Midjourney 7.0 Faces Criticism for Declining Text Generation Quality

Apr 7

Midjourney's recent release of version 7.0 has introduced features like voice prompting and a faster draft mode. However, the update has drawn significant criticism for its deteriorated performance in rendering text within images. Users report that the AI's ability to accurately generate textual elements has not only failed to improve but has regressed compared to previous versions.

Artists and designers have taken to social media to express their dissatisfaction. For instance, Instagram user @digiart.of.alex highlighted persistent issues, stating,

"There are still issues: ❌ Expand got worse - watermarks, logos, random text all over ❌ Hands are still a mess 🖐️ ❌ Text generation still..."

Despite claims of enhanced prompt interpretation and image quality, the persistent shortcomings in text generation have overshadowed these advancements. Users have noted that while the model excels in creating complex visuals, it struggles with producing coherent and legible text, often resulting in garbled or nonsensical characters.

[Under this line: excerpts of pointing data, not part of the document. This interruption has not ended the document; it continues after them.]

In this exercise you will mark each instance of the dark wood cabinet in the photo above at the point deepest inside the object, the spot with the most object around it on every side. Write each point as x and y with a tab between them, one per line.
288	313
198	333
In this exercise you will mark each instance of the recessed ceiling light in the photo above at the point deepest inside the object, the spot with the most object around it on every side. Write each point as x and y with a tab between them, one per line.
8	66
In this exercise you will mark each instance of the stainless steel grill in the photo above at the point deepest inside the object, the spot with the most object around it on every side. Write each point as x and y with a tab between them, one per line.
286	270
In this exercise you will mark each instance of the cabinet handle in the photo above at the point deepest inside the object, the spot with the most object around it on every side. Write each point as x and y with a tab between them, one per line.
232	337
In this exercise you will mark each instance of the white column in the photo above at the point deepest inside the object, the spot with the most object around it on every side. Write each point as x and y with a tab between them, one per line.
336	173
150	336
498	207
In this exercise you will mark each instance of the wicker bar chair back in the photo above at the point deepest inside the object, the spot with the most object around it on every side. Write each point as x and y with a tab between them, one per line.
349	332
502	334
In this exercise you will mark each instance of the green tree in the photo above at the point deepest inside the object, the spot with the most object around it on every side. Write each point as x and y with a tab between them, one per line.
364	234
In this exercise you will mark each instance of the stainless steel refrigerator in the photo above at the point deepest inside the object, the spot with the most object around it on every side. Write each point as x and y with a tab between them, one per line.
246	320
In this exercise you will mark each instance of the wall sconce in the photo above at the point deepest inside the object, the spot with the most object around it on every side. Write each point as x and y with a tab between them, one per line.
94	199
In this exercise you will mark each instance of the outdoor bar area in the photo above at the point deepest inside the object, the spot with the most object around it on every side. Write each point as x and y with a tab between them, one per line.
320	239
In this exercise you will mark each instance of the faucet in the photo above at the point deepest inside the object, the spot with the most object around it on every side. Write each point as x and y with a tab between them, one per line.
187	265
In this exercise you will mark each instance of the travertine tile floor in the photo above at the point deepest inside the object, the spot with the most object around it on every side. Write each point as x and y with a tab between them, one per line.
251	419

This decline in text rendering quality has sparked discussions within the AI art community. Some users express frustration over the model's inability to handle textual prompts effectively, while others highlight the need for specialized training data to address this issue. The challenge lies in the AI's difficulty distinguishing and replicating the intricate details of letterforms, leading to inconsistent and often unreadable text outputs.

In response to the feedback, Midjourney's development team acknowledges the limitations and assures users of ongoing efforts to enhance the model's capabilities. They emphasize that version 7.0 represents a foundational shift in architecture, with plans for regular updates aimed at addressing current shortcomings, including text generation.

We decided to try it ourselves. In here, we had Midjourney try to create an image with the word “Biochemistry.” Version 6.1 got 3 of the 4 images right on the first try. Version 7.0, however, did not get it right in 7 consecutive attempts. It is important to note, however, that the images 7.0 produced were much better in quality and followed the instructions better (other than the text).